The most widely adopted type of training parallelism, and the one we will employ in this work, is denominated data parallelism: the DNN is replicated on different Processing Units, each replica is trained on a subset of the training data set, and updates (usually in the form of gradients) are regularly aggregated, to create a single update which is then applied to all the DNN replicas. The way updates are aggregated differs across algorithms in terms of communication scheme, distribution of roles among processing units, and message frequency and content.
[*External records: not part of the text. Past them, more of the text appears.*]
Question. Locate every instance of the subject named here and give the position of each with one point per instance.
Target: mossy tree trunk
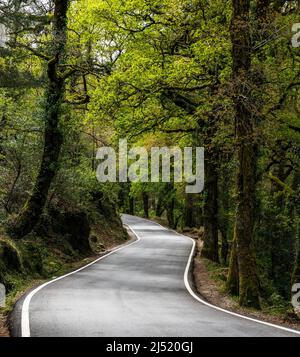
(232, 283)
(246, 154)
(210, 212)
(145, 197)
(53, 138)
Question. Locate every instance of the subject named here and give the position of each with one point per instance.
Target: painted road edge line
(25, 321)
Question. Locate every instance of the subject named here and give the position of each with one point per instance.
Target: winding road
(140, 289)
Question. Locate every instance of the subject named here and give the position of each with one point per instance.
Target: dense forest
(224, 75)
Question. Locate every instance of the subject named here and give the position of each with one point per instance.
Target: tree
(246, 152)
(53, 138)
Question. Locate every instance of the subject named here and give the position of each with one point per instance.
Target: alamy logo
(2, 295)
(296, 296)
(162, 164)
(296, 36)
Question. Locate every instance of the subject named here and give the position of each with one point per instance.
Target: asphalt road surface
(138, 290)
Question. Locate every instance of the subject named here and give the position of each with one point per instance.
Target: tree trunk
(131, 206)
(246, 171)
(232, 283)
(210, 212)
(53, 139)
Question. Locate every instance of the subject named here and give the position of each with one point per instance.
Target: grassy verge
(37, 259)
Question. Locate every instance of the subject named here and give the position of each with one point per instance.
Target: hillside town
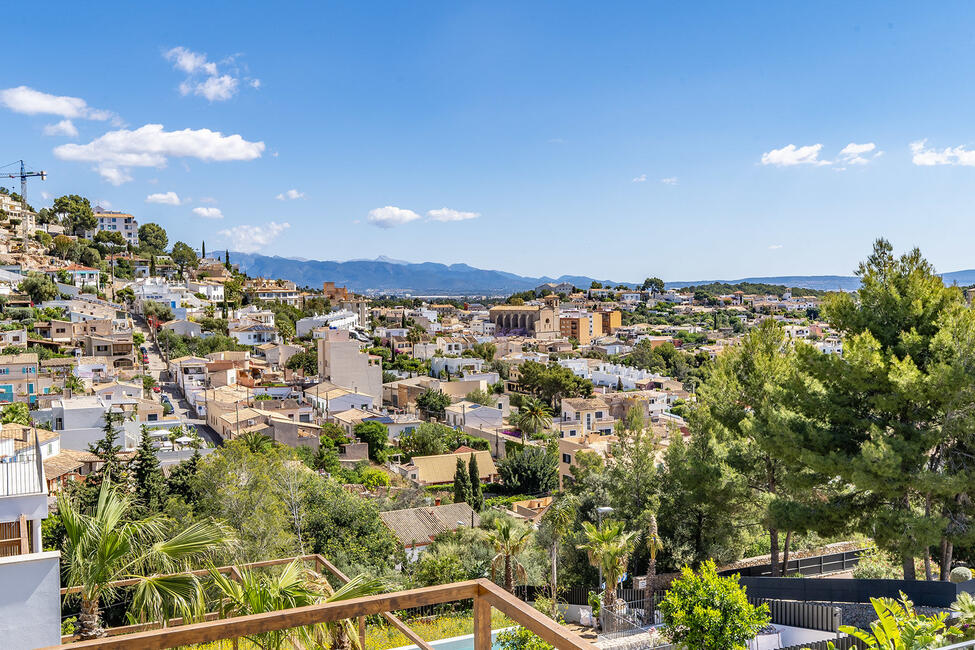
(579, 446)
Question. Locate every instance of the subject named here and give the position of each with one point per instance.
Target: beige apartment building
(342, 362)
(18, 378)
We will discuss different approaches and architectures in Section II.
In Section III we describe our approach, which constitutes a modification to the DC-ASGD algorithm proposed in [DBLP:journals/corr/ZhengMWCYML16]. Our approach shows promising results for Convolutional Neural Networks (CNNs): in Section IV we report the results obtained when training different networks on the well-known ImageNet-1k data set, which has imposed itself as the standard benchmark for CNN performance assessment.
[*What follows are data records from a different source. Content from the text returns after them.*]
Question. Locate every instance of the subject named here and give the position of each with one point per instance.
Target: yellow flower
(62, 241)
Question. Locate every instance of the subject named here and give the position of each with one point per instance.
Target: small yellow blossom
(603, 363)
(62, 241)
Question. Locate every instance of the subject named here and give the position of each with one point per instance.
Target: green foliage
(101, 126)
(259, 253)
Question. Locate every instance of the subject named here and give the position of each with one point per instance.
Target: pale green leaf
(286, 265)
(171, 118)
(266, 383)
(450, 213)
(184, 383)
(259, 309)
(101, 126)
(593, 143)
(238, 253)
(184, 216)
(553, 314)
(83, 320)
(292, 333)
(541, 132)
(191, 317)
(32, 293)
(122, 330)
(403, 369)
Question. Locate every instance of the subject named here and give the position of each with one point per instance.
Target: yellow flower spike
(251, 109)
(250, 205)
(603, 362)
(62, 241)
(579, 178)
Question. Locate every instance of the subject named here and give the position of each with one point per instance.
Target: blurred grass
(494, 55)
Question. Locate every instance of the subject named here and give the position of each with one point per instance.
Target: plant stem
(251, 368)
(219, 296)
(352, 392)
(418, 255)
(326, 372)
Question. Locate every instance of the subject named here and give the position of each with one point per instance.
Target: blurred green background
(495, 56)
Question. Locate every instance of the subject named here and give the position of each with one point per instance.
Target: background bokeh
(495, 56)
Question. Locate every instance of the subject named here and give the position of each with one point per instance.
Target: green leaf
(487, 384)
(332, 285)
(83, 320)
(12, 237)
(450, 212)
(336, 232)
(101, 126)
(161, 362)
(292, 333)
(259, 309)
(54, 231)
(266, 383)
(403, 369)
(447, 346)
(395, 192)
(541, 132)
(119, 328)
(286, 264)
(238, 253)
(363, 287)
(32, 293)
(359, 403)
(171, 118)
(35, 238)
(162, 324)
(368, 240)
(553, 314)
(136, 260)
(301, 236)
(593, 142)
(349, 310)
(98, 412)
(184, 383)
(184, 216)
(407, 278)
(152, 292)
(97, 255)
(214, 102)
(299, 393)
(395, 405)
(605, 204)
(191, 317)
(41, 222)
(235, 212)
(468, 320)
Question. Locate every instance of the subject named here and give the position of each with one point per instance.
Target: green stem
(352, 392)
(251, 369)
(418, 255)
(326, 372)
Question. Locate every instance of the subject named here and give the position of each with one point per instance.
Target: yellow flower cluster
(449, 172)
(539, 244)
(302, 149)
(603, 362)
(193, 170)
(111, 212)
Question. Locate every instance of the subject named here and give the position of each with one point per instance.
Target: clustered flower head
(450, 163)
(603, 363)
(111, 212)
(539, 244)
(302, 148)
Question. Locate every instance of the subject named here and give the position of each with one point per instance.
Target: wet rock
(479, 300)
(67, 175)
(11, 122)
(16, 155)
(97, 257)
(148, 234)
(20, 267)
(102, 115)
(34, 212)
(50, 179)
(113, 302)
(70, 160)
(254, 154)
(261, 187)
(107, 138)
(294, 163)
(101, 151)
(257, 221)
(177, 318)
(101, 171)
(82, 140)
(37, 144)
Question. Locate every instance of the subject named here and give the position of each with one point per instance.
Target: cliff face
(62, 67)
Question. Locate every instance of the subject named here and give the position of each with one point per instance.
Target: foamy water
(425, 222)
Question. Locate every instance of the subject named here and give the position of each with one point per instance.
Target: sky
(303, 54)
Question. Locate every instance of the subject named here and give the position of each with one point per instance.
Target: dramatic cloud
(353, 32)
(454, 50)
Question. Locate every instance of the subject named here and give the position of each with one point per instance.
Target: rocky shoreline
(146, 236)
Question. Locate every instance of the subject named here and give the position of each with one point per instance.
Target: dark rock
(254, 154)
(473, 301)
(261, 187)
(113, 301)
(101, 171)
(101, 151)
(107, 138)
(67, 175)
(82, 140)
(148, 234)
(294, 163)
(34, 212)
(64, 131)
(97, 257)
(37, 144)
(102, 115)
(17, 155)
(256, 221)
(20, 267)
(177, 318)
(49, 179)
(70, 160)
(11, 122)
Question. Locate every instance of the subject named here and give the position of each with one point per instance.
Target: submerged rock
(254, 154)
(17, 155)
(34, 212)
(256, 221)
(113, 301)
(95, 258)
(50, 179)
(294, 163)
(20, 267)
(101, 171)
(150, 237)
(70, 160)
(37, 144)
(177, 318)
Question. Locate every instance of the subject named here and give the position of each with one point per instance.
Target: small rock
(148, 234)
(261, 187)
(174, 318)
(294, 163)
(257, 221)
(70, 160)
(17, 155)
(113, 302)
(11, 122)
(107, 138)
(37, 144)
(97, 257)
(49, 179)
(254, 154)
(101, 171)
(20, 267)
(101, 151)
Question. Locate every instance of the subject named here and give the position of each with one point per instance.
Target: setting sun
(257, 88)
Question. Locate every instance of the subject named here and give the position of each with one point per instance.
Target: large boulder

In Section V we propose possible extensions to the presented algorithm, and outline what advantages they could bring.
Ii Related Work
With the growing availability of parallel systems, such as clusters and supercomputers, both as on-premises or cloud solutions, the demand for fast, reliable, and efficient parallel training scheme has been fueling research in the Artificial Intelligence community [DBLP:journals/corr/abs-1802-09941, goyal2017accurate, krizhevsky2014weird, you2017large, ma2017accelerated]. The most widespread technique, data parallelism, can be applied to many different areas, such as image classification, Reinforcement Learning, or Natural Language Processing [openai2018empirical]. When data-parallel training has to be scaled to large systems, convergence problems and loss of generalization arise from the fact that the global batch size becomes very large [Li:2018:VLL:3327345.3327535, smith2017bayesian, openai2018empirical].
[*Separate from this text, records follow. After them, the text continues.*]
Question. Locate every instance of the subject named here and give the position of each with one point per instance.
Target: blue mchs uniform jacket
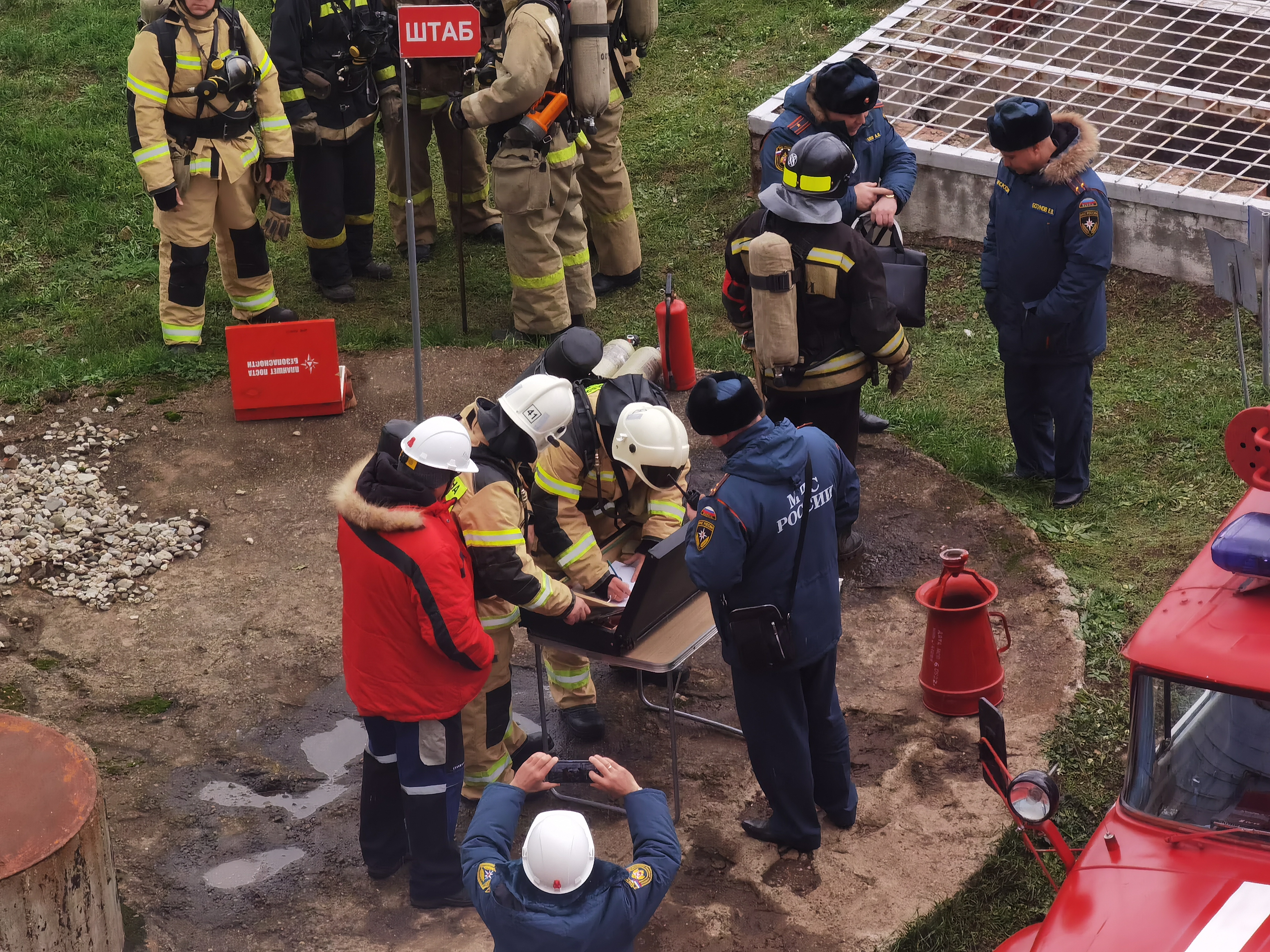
(744, 540)
(1048, 252)
(881, 153)
(602, 916)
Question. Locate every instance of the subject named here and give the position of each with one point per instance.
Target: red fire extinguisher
(676, 342)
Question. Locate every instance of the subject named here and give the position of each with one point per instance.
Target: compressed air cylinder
(775, 310)
(642, 20)
(647, 361)
(616, 353)
(591, 70)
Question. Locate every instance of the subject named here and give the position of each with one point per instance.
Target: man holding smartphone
(558, 875)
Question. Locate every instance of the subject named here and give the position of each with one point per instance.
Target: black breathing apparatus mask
(233, 77)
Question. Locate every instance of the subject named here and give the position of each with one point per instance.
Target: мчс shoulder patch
(639, 876)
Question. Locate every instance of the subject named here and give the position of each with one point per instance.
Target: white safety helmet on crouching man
(540, 405)
(559, 853)
(652, 441)
(439, 443)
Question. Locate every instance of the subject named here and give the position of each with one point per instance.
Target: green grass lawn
(79, 306)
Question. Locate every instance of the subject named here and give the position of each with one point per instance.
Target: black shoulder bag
(761, 634)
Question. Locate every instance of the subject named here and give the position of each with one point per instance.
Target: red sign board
(285, 370)
(431, 32)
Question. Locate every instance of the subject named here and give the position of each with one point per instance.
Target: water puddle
(255, 869)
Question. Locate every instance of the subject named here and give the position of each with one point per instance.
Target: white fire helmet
(541, 405)
(558, 852)
(653, 442)
(440, 442)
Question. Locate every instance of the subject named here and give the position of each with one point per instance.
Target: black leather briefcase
(907, 272)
As suggested in [DBLP:journals/corr/abs-1802-09941], data-parallel training methods can be classified according to two independent aspects: synchronicity (or model consistency across different processes) and communication topology (centralized or decentralized). Synchronous methods are those which ensure that after each training iteration each process (or worker) holds a copy of exactly the same weights; asynchronous methods allow workers to get out of date, receiving updated weights only when they request them (usually after having computed a local update). Centralized communication schemes imply the existence of so-called Parameter Servers, processes which have the task of collecting weight gradients from workers, and send back updated weights; in decentralized schemes, each worker participates in collective communications to compute the weight updates, e.g. via MPI all-reduce calls.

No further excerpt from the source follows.